Penser à travers le son
A la fois producteur, DJ, manager du label Hyperdub et professeur de philosophie du son, Kode9 envisage toutes ses activités comme faisant partie d’un seul et même problème: “J’aime joué de la musique, faire de la musique, lire et écrire à propos de la musique… C’est une véritable dépendance à laquelle je n’ai jamais pu me soustraire. A travers toutes ces activités, je cherche essentiellement à augmenter l’intensité des expériences collectives que la musique peut génèrer”. A ce titre, le dubstep lui a fourni une plateforme idéale pour mener à terme son activisme sonique. En observateur avisé, Kode9 constate que cette scène n’est encore “que l’expression temporaire de quelque chose d’encore beaucoup plus énorme. Ceci notamment car il s’agit d’une musique qui se réinvente constamment.”. Un foisonnement créatif constant qui se rapproche de l’émulation qui guidait la drum’n’bass et la jungle dans les années 90. Une période exceptionnelle que Kode9 décrit comme “la chose la plus excitante qui me soit jamais arrivée”. Par conséquent, il se dit totalement enthousiasmer de pouvoir participer une nouvelle fois à l’avènement d’un phénomène tout aussi intense.
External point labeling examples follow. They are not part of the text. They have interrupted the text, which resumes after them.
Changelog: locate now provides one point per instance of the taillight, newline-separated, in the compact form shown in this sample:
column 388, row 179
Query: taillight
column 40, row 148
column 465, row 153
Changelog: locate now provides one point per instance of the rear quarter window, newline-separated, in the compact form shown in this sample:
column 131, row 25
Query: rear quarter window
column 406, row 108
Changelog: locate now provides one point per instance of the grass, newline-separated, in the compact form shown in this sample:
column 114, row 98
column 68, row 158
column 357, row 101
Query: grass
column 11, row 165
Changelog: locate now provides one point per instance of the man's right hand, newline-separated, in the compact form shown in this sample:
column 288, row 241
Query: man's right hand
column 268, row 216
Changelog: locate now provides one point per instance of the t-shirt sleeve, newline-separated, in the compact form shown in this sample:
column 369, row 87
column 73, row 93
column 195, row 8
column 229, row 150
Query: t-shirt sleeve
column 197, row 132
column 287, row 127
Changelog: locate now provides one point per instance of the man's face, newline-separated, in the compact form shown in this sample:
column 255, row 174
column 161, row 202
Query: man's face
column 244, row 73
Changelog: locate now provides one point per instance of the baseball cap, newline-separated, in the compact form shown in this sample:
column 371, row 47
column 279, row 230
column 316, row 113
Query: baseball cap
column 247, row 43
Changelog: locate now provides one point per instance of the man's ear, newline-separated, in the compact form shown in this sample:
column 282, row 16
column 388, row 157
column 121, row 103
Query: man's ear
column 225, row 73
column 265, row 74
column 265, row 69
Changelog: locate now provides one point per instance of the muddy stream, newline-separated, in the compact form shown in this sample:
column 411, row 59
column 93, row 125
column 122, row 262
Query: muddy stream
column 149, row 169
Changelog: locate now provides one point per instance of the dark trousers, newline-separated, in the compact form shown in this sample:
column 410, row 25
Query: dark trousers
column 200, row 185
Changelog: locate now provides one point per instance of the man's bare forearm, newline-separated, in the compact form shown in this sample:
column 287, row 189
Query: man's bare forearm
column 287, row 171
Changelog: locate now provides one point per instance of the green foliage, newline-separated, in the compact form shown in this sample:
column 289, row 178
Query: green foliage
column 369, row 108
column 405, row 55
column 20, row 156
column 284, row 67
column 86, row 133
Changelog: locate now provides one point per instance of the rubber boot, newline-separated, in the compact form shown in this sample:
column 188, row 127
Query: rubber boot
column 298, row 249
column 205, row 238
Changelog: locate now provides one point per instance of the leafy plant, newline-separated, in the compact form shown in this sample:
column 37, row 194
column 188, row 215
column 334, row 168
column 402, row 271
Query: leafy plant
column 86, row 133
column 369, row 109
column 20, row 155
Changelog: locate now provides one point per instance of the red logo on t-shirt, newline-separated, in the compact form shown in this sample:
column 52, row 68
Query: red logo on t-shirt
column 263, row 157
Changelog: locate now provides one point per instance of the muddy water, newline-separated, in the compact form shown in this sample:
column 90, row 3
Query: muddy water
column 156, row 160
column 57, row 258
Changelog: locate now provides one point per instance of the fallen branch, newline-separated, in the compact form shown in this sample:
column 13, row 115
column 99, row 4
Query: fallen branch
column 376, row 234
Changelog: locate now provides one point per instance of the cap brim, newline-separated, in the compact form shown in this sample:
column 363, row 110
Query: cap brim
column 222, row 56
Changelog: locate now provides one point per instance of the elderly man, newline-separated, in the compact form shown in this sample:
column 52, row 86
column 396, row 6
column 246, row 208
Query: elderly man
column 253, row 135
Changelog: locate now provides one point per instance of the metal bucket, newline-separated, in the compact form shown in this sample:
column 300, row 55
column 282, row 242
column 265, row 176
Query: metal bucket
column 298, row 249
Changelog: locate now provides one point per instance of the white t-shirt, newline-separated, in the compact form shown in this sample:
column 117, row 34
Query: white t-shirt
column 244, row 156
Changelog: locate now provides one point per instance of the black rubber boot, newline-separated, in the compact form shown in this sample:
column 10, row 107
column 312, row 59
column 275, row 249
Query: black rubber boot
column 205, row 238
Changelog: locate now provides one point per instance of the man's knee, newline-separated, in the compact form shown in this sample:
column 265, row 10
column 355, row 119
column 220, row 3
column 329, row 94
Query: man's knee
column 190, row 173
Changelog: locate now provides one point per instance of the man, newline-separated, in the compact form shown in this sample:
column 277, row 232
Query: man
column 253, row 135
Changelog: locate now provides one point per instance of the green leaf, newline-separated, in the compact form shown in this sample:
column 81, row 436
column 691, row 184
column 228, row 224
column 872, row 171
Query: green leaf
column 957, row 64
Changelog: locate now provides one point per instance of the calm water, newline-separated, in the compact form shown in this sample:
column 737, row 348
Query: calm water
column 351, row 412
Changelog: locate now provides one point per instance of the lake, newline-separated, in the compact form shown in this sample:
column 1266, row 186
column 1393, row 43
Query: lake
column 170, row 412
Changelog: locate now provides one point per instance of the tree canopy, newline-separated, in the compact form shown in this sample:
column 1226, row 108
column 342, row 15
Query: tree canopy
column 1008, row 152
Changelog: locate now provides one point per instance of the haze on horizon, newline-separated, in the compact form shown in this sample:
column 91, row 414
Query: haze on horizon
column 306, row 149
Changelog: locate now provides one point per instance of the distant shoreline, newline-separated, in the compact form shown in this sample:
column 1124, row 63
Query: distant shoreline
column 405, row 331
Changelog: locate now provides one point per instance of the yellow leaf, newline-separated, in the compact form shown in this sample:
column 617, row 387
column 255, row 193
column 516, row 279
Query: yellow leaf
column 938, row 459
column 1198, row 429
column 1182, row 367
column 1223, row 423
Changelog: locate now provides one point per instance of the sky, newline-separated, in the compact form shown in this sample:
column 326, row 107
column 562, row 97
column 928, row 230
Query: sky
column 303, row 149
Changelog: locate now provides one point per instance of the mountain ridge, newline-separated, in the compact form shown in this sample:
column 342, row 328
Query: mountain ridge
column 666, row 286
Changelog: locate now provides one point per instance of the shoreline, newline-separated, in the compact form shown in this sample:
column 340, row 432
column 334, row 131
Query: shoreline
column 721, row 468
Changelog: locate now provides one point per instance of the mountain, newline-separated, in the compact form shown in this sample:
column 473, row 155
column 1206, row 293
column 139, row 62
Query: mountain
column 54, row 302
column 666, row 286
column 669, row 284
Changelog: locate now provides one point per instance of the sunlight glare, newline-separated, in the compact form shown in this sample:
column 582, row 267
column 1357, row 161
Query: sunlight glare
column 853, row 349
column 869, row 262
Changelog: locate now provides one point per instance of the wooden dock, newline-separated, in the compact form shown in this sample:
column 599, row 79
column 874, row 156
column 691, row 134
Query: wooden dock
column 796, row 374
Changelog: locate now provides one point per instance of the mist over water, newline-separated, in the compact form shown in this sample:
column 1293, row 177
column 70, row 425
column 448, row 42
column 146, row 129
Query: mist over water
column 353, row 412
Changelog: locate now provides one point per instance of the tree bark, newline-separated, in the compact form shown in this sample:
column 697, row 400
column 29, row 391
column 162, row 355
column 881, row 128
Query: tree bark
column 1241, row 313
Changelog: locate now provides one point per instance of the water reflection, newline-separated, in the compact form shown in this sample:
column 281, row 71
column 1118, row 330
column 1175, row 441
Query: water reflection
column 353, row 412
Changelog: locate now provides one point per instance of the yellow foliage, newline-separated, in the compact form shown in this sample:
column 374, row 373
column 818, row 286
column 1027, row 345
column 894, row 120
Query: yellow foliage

Kode9, Camberwell / Londres, janvier 2007 ©jv
En effet, initialement DJ dillettante de black music au début des années 90, la drum’n’bass lui fit l’effet d’un raz-de-marée dans lequel il plongea littéralement corps et âme. Il concède que ce courant a totalement redéfini sa manière d’apprécier et de jouer la musique et c’est surtout grâce à la jungle et à la drum’n’bass qu’il commença “à penser à travers le son”. A ce titre, il lança en 1999 son projet Hyperdub qui se présentait initialement comme un magazine on-line proposant des articles de fond sur les scènes embryonnaires du grime et du dubstep. Cette activité lui permit ainsi de suivre de très près la genèse, puis l’évolution de ces scènes. Par la suite, “en suivant une évolution naturelle”, Hyperdub s’est progressivement muté en une petite maison de production indépendante proposant un style “périphérique, voire carrément inhabituel ”.
Post-clubbing
Le single inaugural du label sort en 2004. Il s’agit d’une reprise du Sign of the Time de Prince, rebaptisé pour l’occasion Sine of the Dub. Un morceau low-tempo claustrophobique qui imposa son style lent, sombre et ultra épuré comme une étape marquante de la scène dubstep. Depuis cette première sortie, le catalogue du label s’est enrichi d’une dizaine de singles et de deux albums admirables. The Memories of the Future de Kode9 et la saisissante odyssée subaquatique du “mystérieux” Burial. Les univers sombres promus par Hyperdub sonnent un peu comme le dub minimal de Basic Channel ou de Pole et les experimentations hertziennes d’un Mike Rimbaud.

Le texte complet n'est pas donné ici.